My husband, Ralph, and I have been traveling to conferences, churches and seminaries on behalf of Friendship Ministries for more than ten years and, during the past two years, representing CLC Network as well. When people ask us about our volunteer work, they assume that we do it primarily to help families and persons dealing with disabilities. While this is true, we also perform this work in order to benefit entire church families.
There are times when we are speaking, it is obvious that some in the audience do not really comprehend or believe the assertion that a church can be transformed when persons with intellectual disabilities are completely welcomed and included into the church family.
Yet we’ve seen it happen, and I believe it will continue to happen because this transformation is rooted in God’s principle learned and expressed by Paul in his second letter to the Corinthians. When the Lord declared, “My strength is made perfect in weakness” (12:9) Paul grasped the concept, experienced it, and then admitted, “When I am weak, then I am strong.” (12:10) Man’s idea of strength is the opposite of God’s. When a person becomes vulnerable and admits weaknesses and dependency, God can take over and work through that person. While this is a hard lesson to learn in a culture steeped in vanity and self-sufficiency, observing the behavior, lifestyle, and faith of a person with an intellectual disability can be a valuable first step.

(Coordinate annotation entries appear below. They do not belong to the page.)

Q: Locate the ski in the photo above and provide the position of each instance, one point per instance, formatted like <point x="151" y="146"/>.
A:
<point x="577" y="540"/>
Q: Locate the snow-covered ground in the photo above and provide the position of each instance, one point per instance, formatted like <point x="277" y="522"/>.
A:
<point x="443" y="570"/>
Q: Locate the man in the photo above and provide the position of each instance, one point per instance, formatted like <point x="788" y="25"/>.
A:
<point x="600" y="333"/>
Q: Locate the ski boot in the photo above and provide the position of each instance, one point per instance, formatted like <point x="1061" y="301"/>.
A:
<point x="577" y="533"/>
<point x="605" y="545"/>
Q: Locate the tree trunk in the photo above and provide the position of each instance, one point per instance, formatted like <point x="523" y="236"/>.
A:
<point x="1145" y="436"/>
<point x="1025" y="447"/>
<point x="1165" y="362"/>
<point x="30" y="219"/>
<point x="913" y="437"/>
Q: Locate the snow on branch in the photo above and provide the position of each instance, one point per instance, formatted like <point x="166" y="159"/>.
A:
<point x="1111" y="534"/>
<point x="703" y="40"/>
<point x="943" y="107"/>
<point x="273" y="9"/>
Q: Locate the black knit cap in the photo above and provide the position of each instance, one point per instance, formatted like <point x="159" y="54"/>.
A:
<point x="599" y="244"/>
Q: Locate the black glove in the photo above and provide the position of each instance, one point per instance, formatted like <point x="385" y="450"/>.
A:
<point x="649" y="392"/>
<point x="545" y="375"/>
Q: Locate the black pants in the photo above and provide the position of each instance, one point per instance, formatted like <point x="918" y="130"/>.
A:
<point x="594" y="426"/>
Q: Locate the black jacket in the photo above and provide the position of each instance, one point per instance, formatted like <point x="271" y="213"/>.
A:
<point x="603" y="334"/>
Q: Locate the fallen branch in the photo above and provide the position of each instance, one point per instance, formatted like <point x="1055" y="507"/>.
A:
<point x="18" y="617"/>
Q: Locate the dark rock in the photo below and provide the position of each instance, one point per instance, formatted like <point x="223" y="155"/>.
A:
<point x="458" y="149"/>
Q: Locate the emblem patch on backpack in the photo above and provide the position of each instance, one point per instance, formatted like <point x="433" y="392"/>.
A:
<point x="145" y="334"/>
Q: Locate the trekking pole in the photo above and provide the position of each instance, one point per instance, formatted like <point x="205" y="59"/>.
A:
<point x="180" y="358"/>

When our friends with intellectual disabilities are part of church families, a tangible expression of weakness and vulnerability is obvious and effective. Those exposed to it are confronted with traits that most people hide behind a façade. Pride and ego get in the way of authenticity. It is not comfortable being “real.” Yet, when church members get past their insecurities and actually interact and come to know the person with a disability, God speaks volumes to them through that person. There is seldom pretense or posturing in the relationship. A blessing comes from knowing a child of God who is genuine and authentic, who is not concerned about portraying a certain image, who often expresses love unconditionally. The simple, child-like faith usually displayed by our friends with intellectual disabilities reflects the joy and peace sought by every follower of Christ.
Transformation begins in a church family when there is enough interaction to make this authenticity contagious. It is liberating to throw off pretense, to admit insufficiencies, and to become completely dependent on God.
Transformation continues as our friends with intellectual disabilities are welcomed and their gifts recognized and utilized. God values our friends with intellectual disabilities and must be pleased to see them worshiping in His church. He probably smiles when Marilyn claps enthusiastically after the choir sings, when Bill pumps his fists into the air to the beat of a praise song, and when Steve reaches out to the pastor for a “high five” following the service. The church family is blessed and God is glorified when church members learn to love and value each other for who they are and for how they are put together.